John Robert Fox was born on Nov. 13, 1953, in Minneapolis and grew up in Connecticut.
When he was a boy, his father, Joseph, took him to the Eastern States Exposition in West Springfield, Mass., where he saw his first sword swallower. Not long after, his father gave him a book about Harry Houdini that described other swallowing tricks. At the dinner table one night, young Johnny swallowed a strand of spaghetti and then pulled it back up his throat.
“My dad said, ‘You’re excused; you can leave the table,’ ” he recalled in a 1999 interview with The New York Times.
Mr. Fox eventually created a magic and comedy act, which he performed at fairs and sidewalk shows. He added flashier stunts like fire-eating to attract crowds. Then, in 1978, he trained himself to swallow swords, spending eight months perfecting the art before showing it to audiences.
“I wanted it to look really natural in front of a crowd,” he told Mr. Hartzman for the encyclopedia.
He explained the technique to The Times.
“It’s about the ability to relax and dilate your throat, the pharynx and the epiglottis,” he said. He added, “What stops people from doing it is fear.”
In his act, Mr. Fox mixed sword swallowing with jokes, an assortment of tricks, and smooth, easy interplay with the audience. He made several television appearances, including in a commercial for Maalox, the antacid.

“Are you like me?” he says in the commercial as he smashes a light bulb with a hammer. “Do you occasionally eat things that don’t agree with you?”
He then proceeds to eat the shards of glass.
Mr. Fox performed at fairs and other events in Connecticut, Texas, Florida, Minnesota and elsewhere, including Coney Island.
Dick Zigun, the Coney Island impresario, said Mr. Fox had been more than just a performer.
“He was a pied piper and inspired a new generation, did the hard work to make events happen, earned and spent large sums of money to collect and preserve the historic objects of circus sideshow arts,” Mr. Zigun said by email. “And, oh, yeah, he was one of the great sword swallowers.”
Mr. Fox’s unofficial home was the Maryland Renaissance Festival.
Jules Smith, president and general manager of that festival, said Mr. Fox always preferred to perform outdoors in the daylight rather than in a theater so that he could see the members of the audience and enjoy their reactions.
When he became ill, friends and fellow performers started a fund-raising campaign to send him to Arizona for alternative cancer treatment, and for a time that treatment seemed to help.
“You can tell people I’ll be back,” he told The Capital Gazette of Annapolis, Md., in August.
When he returned to the renaissance fair, the festival honored him by renaming one of its stages the Royal Fox Theater.
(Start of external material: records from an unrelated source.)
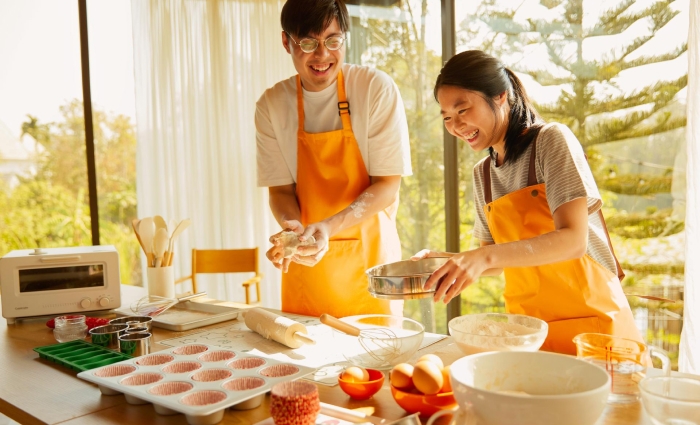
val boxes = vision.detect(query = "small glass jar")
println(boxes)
[53,314,87,342]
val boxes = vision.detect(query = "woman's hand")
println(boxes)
[265,220,304,273]
[424,248,489,304]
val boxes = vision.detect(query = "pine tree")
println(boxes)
[460,0,688,238]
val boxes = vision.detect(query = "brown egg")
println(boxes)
[413,360,443,395]
[389,363,413,391]
[416,354,445,369]
[340,366,369,382]
[440,365,452,393]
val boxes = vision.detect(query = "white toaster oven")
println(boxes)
[0,245,121,324]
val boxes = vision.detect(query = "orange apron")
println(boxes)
[482,141,643,355]
[282,71,403,317]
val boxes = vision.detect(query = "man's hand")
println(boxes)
[265,220,304,273]
[292,221,330,267]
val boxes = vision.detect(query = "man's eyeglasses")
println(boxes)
[285,31,345,53]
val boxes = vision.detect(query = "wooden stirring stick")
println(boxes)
[131,218,146,254]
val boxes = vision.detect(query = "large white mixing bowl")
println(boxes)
[450,351,610,425]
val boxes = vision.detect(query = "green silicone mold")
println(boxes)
[34,339,131,372]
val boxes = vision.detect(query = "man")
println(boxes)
[255,0,411,317]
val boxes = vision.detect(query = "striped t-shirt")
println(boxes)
[474,123,617,275]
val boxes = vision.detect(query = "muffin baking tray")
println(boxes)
[34,339,131,372]
[78,344,315,425]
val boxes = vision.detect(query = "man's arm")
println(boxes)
[268,183,301,229]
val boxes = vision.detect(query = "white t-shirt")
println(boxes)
[255,64,411,187]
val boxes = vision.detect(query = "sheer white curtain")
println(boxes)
[132,0,295,308]
[678,1,700,374]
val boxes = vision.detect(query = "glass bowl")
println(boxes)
[639,376,700,425]
[447,313,548,354]
[333,314,425,370]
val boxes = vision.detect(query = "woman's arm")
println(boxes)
[425,198,588,303]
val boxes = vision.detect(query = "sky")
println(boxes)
[0,0,135,137]
[0,0,688,137]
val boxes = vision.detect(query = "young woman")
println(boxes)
[413,50,642,354]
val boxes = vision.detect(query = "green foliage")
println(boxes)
[0,100,141,283]
[606,208,685,239]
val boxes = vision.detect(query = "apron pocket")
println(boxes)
[541,316,601,355]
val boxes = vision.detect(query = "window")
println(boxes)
[347,0,446,333]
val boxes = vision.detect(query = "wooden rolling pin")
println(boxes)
[245,307,316,348]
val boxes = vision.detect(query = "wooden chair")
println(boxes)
[175,248,262,304]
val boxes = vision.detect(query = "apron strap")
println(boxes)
[338,70,352,130]
[482,139,625,282]
[527,138,537,186]
[297,74,304,134]
[297,71,352,133]
[481,154,492,205]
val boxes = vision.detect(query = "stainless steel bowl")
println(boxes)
[365,257,449,300]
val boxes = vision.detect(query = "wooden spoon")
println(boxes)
[139,217,156,267]
[153,215,168,233]
[153,227,170,267]
[167,218,192,266]
[131,218,146,254]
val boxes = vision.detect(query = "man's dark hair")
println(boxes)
[281,0,350,37]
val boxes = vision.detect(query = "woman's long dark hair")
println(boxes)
[433,50,544,162]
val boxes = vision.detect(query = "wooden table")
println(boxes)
[0,286,651,425]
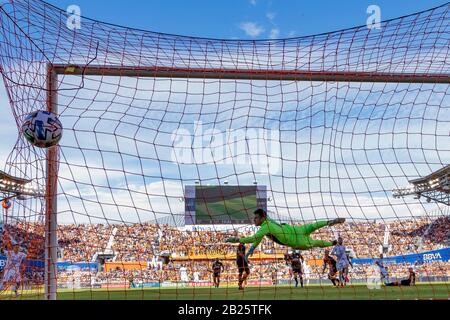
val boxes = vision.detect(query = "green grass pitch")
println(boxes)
[4,283,450,301]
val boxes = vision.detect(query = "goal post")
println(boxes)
[45,64,450,300]
[44,64,59,300]
[54,65,450,84]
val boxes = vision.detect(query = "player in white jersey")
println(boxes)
[0,243,27,297]
[331,237,350,287]
[303,261,311,286]
[375,254,389,284]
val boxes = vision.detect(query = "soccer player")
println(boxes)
[375,254,389,284]
[226,209,345,258]
[322,250,340,287]
[303,261,311,286]
[0,241,27,298]
[236,243,250,290]
[386,268,416,287]
[212,258,224,288]
[290,252,304,288]
[331,237,351,287]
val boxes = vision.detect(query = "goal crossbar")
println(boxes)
[53,65,450,83]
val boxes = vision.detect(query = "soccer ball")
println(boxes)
[2,200,12,210]
[22,110,63,148]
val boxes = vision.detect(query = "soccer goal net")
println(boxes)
[0,0,450,299]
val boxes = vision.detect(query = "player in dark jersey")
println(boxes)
[386,268,416,287]
[212,258,224,288]
[322,250,340,287]
[236,243,250,290]
[290,252,303,288]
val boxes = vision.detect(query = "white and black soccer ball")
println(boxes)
[22,110,63,148]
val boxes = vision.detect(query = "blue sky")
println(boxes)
[42,0,446,39]
[0,0,450,222]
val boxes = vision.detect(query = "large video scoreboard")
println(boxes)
[185,186,267,225]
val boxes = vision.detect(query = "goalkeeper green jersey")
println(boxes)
[239,218,333,250]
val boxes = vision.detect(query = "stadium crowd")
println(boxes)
[0,217,450,283]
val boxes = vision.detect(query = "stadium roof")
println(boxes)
[392,165,450,206]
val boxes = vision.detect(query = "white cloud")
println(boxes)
[266,12,276,22]
[269,28,280,39]
[239,22,265,38]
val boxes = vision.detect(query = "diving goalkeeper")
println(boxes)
[226,209,345,258]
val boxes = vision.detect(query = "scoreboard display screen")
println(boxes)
[185,186,267,225]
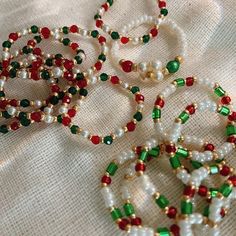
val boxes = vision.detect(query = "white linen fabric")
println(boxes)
[0,0,236,236]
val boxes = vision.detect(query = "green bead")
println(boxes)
[100,73,109,81]
[134,111,143,121]
[219,184,232,197]
[111,31,120,40]
[70,125,79,134]
[166,61,180,74]
[0,125,9,134]
[156,195,170,209]
[214,86,225,97]
[111,208,123,221]
[106,162,118,176]
[181,201,193,215]
[20,99,30,107]
[143,35,150,43]
[218,106,230,116]
[152,107,161,119]
[91,30,99,38]
[179,111,189,124]
[123,203,134,216]
[30,25,39,34]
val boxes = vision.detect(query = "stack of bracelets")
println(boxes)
[0,0,236,236]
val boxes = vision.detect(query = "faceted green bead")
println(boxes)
[156,195,170,209]
[166,61,180,74]
[106,162,118,176]
[134,111,143,121]
[100,73,109,81]
[124,203,134,216]
[181,201,193,215]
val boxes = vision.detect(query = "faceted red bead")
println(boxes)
[70,25,79,33]
[111,76,120,84]
[119,219,129,230]
[10,121,20,131]
[102,175,111,185]
[135,94,144,102]
[91,135,101,145]
[186,77,194,86]
[150,28,158,37]
[131,217,142,226]
[155,97,165,108]
[170,224,180,236]
[63,59,74,70]
[204,143,215,152]
[121,61,134,73]
[220,165,230,176]
[9,33,19,41]
[120,37,129,44]
[31,112,42,122]
[126,121,136,132]
[184,186,196,198]
[94,61,102,71]
[68,109,76,118]
[135,163,146,171]
[221,96,231,105]
[41,27,51,39]
[228,175,236,187]
[167,207,177,219]
[186,105,196,115]
[166,145,176,153]
[198,185,208,197]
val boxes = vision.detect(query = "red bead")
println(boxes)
[126,121,136,132]
[91,135,101,145]
[184,186,195,198]
[228,175,236,187]
[186,77,194,86]
[167,207,177,219]
[150,28,158,37]
[68,109,76,118]
[120,37,129,44]
[94,61,102,71]
[135,163,146,171]
[119,219,129,230]
[70,25,79,33]
[135,94,144,102]
[228,111,236,121]
[221,96,231,105]
[170,225,180,236]
[131,217,142,226]
[41,27,51,39]
[9,33,19,41]
[121,61,134,73]
[186,105,196,115]
[204,143,215,152]
[111,76,120,84]
[31,112,42,122]
[63,59,74,70]
[220,165,231,176]
[62,96,71,104]
[155,97,165,108]
[96,20,103,28]
[198,185,208,197]
[10,121,20,131]
[102,175,111,185]
[166,145,176,153]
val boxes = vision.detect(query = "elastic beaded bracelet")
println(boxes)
[58,73,144,145]
[111,19,187,81]
[94,0,168,44]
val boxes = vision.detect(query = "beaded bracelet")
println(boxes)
[94,0,168,44]
[111,19,187,81]
[58,73,144,145]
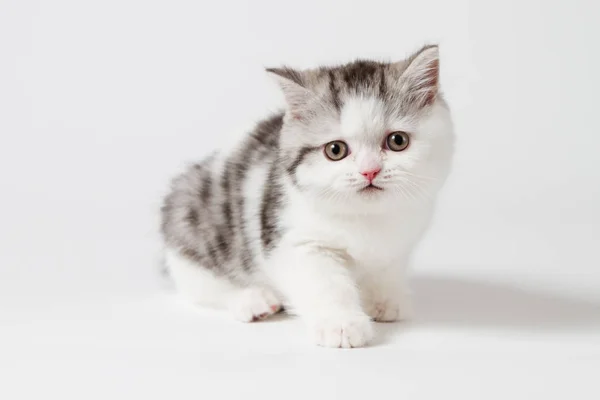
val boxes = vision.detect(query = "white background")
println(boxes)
[0,0,600,399]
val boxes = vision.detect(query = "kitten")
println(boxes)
[162,46,454,347]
After his performances this summer and fall at the festival, despite his illness, “he would stay and sign autographs until the very last person got one and a photo with him as well, which usually took more than one and one half hours after his show,” Mr. Smith said by email.
The festival said Mr. Fox was married and divorced several times. His companion in recent years had been Barbara Calvert. He is survived by a son, Kelly.
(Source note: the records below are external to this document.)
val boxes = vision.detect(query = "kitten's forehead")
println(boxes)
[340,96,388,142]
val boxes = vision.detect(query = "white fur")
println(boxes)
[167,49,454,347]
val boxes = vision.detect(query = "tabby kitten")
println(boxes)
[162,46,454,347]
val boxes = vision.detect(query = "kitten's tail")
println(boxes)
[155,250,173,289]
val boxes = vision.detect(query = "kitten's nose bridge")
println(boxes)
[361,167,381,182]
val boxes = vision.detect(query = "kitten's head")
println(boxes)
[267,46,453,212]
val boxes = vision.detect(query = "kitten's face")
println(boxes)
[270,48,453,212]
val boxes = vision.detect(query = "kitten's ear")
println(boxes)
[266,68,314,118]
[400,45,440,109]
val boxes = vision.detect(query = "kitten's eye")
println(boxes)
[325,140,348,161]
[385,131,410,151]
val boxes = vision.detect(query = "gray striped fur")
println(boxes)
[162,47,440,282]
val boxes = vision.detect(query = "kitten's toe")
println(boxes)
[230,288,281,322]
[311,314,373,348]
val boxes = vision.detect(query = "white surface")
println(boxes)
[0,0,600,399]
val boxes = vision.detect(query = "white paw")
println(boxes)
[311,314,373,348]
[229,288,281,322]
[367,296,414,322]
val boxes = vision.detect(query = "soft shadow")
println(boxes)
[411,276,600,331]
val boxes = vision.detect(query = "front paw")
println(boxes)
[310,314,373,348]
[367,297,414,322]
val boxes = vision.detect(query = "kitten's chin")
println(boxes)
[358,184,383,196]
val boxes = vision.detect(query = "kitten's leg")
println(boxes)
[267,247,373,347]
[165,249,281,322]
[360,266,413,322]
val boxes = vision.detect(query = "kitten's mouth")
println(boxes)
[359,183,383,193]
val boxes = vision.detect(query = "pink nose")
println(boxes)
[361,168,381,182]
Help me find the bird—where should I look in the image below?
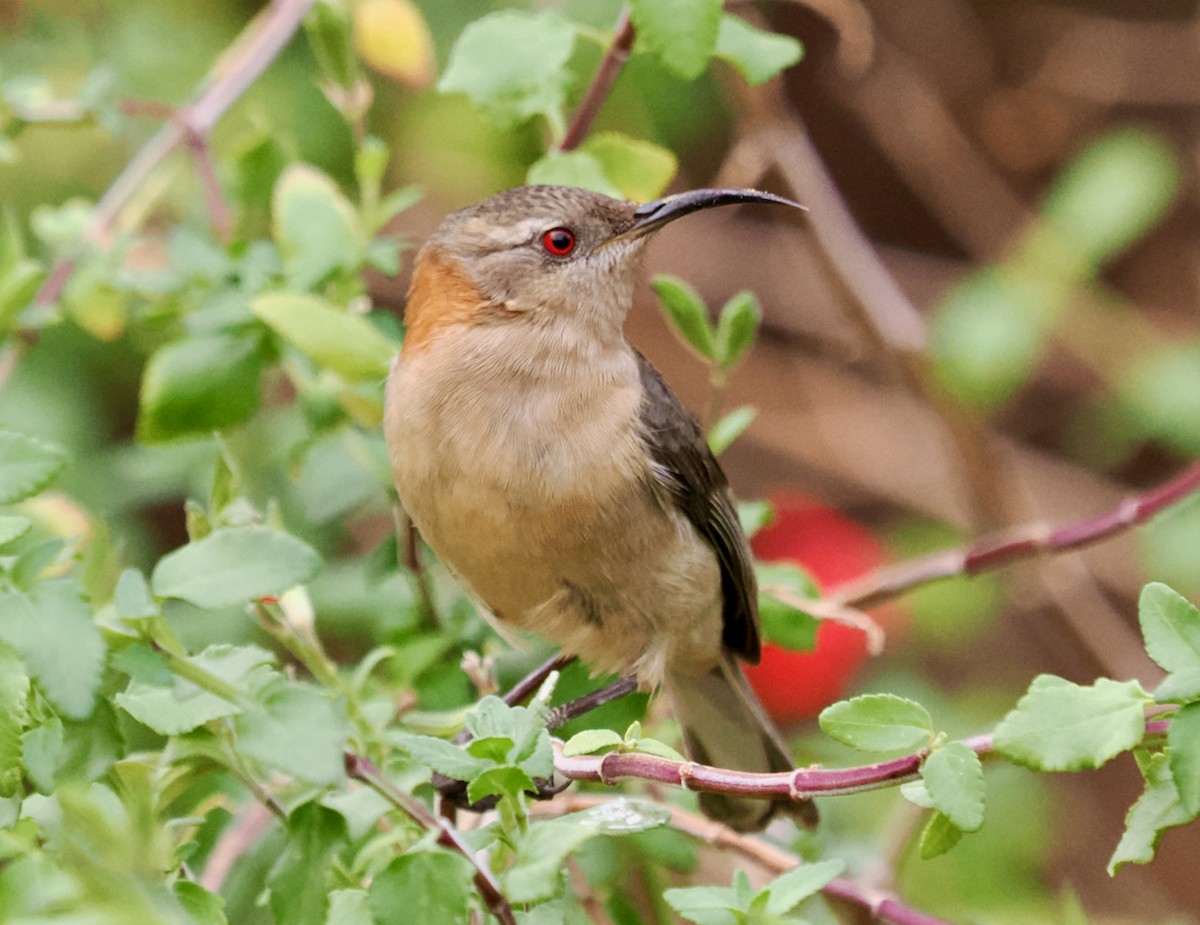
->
[384,185,815,830]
Mr. Fox had a large collection of odd memorabilia, which he put on display in 1999 at the Freakatorium.
However, the $5 admission fee and the limited amount of traffic were not enough to keep the museum going in a rapidly gentrifying neighborhood.
“People say: ‘Don’t close. We love you,’ ” Mr. Fox said in 2005 as he was preparing to close the museum. “It’s great to hear that, but do you want to pay the bills?”
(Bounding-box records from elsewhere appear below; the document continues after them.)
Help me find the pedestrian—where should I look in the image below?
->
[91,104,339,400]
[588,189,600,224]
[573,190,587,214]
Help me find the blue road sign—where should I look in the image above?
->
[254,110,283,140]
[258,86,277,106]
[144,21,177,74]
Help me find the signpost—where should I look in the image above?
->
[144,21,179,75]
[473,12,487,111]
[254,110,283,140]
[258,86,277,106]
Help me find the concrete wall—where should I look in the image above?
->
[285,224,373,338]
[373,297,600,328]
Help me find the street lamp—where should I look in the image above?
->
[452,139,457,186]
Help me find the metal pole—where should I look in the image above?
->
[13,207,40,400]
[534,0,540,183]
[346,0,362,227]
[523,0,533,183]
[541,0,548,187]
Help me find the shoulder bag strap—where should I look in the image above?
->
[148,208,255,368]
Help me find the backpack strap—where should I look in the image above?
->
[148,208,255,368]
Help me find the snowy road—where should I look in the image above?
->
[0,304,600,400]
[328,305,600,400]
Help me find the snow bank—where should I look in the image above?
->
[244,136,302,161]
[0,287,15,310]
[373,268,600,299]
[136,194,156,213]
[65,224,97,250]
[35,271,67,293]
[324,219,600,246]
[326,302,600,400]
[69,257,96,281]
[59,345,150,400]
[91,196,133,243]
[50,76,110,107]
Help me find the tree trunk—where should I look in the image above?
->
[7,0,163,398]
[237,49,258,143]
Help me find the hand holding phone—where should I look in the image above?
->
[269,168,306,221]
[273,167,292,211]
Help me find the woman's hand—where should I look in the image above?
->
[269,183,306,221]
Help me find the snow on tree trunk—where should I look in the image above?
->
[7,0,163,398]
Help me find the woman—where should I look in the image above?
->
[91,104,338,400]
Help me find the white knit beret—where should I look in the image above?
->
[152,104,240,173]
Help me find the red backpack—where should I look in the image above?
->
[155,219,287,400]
Had he chosen to, Mr. Fox could certainly have paid those bills through pickpocketing. At the end of his shows, he would invite an audience member to come pull the grand-finale sword out of his mouth.
“I have a present for you for helping out,” he would tell the dragooned assistant after the sword was disgorged. “It’s a nice watch.”
It was the person’s own watch, which he had pilfered in the midst of the bit.
An earlier version of this obituary misstated the year Mr. Fox was born. It was 1953, not 1954. As the obituary correctly notes, he was 64.